When you think about cultural appropriation, black culture wouldn’t typically be the first thing that comes to mind and that’s because of the peculiar way, in which, we are used to viewing this issue.
In today’s society, most of us don’t realize that popular trends and fashions don’t originate from the main stream outlets we see them on, rather they are influenced by cultural norms that were created and spread throughout the black community.
“It does bother me sometimes when I see women like Kim Kardashian or Iggy Azalea glamorizing curves and big butts or Kylie and her lip challenge,” said Charlotte Emetom, graduate student here at TSU, “people don’t realize that curvy women have been a thing in the black community forever. You wouldn’t see these features on the winner of Miss Universe yet for some reason, when one of the Kardashians does something a black woman has already done it’s automatically acceptable for everyone else to do it.
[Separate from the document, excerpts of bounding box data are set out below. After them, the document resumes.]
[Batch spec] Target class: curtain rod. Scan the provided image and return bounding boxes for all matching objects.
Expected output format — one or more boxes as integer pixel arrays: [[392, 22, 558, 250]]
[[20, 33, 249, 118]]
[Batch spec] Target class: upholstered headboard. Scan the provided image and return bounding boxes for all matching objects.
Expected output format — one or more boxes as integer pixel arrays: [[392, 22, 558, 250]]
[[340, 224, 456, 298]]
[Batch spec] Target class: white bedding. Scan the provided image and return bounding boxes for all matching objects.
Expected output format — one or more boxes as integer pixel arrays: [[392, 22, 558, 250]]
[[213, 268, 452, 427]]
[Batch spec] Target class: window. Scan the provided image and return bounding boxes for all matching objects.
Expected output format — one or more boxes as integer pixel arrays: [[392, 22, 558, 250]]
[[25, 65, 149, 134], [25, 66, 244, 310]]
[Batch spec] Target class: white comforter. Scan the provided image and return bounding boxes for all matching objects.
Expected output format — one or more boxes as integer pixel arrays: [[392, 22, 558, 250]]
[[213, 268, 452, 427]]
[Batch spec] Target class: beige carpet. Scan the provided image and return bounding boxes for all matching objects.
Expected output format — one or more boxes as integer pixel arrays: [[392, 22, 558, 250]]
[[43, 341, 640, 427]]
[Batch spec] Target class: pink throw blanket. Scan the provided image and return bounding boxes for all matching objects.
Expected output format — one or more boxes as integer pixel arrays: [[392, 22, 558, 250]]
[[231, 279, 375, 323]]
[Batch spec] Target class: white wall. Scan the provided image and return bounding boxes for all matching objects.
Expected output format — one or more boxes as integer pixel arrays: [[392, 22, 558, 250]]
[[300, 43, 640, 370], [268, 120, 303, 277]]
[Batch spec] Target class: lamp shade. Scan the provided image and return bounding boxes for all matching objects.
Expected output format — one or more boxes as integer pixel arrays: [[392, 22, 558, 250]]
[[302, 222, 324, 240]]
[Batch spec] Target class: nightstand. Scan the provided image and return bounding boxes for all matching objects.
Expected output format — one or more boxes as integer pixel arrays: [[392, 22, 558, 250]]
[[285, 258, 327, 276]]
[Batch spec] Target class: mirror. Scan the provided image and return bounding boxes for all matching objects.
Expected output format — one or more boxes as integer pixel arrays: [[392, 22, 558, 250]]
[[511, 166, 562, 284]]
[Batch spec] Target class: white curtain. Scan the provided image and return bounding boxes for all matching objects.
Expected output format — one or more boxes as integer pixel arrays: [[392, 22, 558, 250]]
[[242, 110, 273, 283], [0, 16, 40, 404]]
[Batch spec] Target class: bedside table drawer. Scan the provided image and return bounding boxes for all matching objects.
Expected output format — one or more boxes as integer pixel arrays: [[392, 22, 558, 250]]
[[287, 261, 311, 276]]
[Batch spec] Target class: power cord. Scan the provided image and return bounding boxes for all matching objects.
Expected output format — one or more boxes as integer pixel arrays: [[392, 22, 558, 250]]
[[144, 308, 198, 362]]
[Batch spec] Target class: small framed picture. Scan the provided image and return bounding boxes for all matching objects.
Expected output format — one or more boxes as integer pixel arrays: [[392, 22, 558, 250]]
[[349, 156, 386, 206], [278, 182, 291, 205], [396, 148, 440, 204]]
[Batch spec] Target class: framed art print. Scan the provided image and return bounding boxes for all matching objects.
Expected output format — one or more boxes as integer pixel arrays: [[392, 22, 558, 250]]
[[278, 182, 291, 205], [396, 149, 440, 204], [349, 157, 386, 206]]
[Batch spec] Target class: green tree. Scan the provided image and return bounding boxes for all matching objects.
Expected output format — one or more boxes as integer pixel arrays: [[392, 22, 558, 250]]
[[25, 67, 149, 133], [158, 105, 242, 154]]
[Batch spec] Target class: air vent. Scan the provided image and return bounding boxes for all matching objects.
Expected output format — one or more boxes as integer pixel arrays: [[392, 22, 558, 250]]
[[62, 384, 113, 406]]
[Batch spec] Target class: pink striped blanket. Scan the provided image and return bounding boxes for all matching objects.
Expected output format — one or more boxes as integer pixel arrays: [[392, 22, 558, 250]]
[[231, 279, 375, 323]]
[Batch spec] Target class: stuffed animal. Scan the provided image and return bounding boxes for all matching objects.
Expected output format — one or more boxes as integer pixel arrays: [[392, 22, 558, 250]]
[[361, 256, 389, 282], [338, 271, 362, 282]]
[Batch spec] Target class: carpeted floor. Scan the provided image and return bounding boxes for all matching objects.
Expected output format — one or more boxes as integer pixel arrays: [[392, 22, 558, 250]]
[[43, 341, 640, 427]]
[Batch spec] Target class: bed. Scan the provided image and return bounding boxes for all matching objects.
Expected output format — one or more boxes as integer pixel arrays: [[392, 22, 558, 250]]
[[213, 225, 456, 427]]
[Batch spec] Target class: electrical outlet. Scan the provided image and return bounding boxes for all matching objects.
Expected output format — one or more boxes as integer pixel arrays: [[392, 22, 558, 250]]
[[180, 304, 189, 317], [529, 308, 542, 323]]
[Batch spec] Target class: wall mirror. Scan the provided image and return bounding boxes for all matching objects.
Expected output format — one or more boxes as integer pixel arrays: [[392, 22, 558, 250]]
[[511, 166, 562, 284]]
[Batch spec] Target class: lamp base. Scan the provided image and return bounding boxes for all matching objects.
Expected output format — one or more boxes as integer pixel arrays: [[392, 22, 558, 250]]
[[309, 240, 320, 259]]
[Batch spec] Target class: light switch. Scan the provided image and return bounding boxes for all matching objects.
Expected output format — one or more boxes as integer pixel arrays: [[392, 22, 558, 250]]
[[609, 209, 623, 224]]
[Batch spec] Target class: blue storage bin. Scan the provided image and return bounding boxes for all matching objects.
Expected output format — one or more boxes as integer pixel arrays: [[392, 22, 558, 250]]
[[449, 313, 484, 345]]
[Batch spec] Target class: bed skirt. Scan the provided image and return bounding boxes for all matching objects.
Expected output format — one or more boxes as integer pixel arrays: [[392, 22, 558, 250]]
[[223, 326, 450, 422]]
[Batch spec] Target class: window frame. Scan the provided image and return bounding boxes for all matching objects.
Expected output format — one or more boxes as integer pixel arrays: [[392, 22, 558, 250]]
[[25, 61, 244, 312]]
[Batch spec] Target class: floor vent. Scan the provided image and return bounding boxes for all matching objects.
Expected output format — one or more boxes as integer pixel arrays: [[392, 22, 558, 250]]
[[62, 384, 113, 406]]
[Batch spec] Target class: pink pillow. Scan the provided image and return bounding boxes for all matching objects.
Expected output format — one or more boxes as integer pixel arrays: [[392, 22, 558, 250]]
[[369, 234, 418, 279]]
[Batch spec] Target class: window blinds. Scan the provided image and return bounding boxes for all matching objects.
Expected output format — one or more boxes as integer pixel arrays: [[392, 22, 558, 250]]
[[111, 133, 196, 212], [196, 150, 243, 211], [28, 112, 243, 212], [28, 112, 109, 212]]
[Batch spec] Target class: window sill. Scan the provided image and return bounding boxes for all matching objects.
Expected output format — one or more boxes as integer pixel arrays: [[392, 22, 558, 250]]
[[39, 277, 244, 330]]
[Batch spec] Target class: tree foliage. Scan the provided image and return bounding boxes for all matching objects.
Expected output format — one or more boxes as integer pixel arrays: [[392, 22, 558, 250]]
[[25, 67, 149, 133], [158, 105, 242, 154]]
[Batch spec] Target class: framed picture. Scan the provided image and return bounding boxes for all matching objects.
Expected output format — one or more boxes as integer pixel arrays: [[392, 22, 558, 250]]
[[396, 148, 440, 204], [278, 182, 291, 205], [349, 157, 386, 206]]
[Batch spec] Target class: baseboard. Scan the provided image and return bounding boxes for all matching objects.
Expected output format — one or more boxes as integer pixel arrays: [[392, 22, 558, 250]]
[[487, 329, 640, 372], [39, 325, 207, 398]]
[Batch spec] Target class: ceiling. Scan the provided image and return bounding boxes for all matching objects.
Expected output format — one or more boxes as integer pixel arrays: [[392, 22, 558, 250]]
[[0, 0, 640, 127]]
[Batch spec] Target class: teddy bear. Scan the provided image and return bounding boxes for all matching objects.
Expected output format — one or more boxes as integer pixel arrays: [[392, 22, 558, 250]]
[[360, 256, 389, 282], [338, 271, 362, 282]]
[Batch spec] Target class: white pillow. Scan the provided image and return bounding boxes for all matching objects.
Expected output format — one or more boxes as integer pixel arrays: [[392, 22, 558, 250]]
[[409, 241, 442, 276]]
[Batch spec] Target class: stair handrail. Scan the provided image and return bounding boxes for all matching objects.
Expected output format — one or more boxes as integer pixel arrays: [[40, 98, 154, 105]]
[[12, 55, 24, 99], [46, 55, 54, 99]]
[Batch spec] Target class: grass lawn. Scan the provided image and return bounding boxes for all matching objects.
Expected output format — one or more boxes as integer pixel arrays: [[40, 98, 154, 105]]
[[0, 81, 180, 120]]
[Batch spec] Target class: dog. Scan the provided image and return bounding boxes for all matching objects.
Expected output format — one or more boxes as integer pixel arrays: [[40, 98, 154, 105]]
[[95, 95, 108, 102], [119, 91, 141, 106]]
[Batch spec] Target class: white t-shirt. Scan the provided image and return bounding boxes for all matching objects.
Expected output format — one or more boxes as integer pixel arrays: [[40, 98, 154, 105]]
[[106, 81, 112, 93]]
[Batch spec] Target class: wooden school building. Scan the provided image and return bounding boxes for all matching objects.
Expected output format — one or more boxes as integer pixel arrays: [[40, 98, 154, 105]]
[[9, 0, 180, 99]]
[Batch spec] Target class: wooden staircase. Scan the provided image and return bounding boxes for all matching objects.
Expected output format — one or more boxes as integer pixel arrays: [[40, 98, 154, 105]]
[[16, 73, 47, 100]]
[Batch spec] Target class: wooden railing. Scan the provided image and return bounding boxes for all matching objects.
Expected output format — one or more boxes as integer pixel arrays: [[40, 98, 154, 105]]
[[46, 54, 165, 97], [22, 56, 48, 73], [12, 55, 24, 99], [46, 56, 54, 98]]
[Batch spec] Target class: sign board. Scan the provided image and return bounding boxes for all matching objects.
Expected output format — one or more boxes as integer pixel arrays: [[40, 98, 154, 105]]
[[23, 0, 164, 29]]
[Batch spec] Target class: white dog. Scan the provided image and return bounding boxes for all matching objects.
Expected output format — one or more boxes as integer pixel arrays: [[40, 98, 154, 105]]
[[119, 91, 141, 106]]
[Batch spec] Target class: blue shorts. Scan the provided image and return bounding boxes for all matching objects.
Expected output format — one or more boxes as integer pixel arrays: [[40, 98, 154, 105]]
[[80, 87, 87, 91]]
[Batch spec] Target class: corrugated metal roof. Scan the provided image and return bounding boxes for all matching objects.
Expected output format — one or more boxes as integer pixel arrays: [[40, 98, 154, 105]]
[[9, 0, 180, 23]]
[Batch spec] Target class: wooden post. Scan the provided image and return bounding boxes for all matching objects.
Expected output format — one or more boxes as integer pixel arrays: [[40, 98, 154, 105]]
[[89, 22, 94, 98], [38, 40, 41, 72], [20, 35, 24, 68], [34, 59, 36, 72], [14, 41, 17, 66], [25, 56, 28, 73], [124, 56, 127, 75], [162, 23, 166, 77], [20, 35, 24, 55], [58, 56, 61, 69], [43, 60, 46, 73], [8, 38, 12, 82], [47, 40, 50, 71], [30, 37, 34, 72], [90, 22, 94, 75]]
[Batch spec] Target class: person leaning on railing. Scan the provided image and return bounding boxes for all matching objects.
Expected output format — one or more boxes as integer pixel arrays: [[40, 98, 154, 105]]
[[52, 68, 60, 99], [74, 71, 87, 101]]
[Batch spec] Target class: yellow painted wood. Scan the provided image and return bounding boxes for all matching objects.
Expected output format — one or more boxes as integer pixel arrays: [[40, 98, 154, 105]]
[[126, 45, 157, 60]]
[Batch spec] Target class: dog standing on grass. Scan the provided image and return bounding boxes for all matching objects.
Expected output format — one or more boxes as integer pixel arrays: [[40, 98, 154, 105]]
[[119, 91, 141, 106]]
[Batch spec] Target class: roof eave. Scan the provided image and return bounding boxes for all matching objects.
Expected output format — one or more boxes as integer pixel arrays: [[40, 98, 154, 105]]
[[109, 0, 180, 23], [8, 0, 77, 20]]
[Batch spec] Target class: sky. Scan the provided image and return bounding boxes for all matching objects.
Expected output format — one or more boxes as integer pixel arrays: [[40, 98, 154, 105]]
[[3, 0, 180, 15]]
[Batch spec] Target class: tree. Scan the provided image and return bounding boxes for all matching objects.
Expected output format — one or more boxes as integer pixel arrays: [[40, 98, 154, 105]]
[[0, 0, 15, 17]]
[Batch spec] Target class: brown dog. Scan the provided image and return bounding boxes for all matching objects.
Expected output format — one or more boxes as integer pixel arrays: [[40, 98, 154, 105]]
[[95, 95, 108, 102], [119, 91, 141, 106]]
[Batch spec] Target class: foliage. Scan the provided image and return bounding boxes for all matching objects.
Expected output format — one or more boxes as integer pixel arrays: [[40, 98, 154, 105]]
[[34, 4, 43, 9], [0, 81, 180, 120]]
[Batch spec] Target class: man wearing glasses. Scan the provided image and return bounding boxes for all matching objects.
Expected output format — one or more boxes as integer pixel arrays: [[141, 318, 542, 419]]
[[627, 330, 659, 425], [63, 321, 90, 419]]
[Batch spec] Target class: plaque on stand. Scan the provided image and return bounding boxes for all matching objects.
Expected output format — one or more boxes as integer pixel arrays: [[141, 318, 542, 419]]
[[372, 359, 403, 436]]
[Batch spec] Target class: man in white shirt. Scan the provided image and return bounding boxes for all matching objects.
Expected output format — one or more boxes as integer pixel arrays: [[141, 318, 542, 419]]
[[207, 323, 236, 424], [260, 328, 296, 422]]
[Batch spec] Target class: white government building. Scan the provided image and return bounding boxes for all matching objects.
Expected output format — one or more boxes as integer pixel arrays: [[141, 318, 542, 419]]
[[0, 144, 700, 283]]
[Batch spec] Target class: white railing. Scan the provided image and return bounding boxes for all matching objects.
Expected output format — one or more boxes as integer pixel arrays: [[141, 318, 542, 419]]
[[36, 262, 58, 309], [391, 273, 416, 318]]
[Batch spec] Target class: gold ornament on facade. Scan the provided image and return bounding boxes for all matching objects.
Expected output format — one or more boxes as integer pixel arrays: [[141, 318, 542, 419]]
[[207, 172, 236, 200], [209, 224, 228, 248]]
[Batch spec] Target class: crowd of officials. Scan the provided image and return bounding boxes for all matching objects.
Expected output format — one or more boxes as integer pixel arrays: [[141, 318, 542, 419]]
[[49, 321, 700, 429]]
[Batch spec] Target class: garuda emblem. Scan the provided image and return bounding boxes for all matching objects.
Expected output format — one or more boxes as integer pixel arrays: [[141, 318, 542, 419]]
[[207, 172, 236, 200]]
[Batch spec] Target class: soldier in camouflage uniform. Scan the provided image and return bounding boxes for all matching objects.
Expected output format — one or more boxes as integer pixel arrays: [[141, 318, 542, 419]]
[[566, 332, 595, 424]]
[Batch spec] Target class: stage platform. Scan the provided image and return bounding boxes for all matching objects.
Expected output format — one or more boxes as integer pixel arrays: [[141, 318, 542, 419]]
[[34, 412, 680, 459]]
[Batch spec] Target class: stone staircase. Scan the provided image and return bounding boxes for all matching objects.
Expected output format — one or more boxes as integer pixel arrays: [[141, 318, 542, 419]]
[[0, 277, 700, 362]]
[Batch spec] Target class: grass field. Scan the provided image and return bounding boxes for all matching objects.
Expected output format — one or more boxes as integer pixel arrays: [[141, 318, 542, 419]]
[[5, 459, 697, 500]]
I don’t get it.”
Today’s pop culture is almost completely mirrored after the culture of the black community but brands itself as new and original because people refuse to credit these trends back to the original creators.
Trends, such as music, dances, fashion, and even physical features gain general popularity because they are picked up by someone outside of the black community and then exploited for use on a broader scale.
Rapper Marshal Mathers, commonly known as Eminem, is considered one of the best rappers there is and has paved the way for mediocre white performers like Post Malone and Mac Miller to gain popularity while black rappers of the same, or higher, caliber aren’t given near the same acknowledgement. Even singer Jazmine Sullivan is said to be under-appreciated despite having the same singing ability as Adele who is exceedingly praised for her strong vocals and emotional R&B hits.
“When Macklemore won the Grammy for Best Rap Album over Kendrick Lamar I was in disbelief” said TSU sophomore, Bryan Cooksey, “nobody knows any of his songs other than Thrift Shop and Same Love and he wins a Grammy? That’s a slap in the face for Lamar and our black people because rap is ours and we can’t even get proper acknowledgement for that.”
Until the nation acknowledges the harsh way in which they view and treat the black community, we’ll continue to be robbed of our culture and scrutinized for it at the same time.
“America criticizes black people but admires black trends and it’s something that will always happen,” said Travis Edwards, Stephen F. Austin alum, “we’ll never get the credit we deserve because, ultimately, we’ll never be the dominant culture in this country.”
America continually fails to provide African Americans with the recognition they justly deserve for enhancing beauty, entertainment, and fashion in this nation. As bad as this is, though, the bigger problem lies in the persecution of our way of life, if America treated us with the same level of respect that it treated white Americans, then not getting credit for advancing American culture wouldn’t even be viewed as a problem because we’d view American culture as black culture.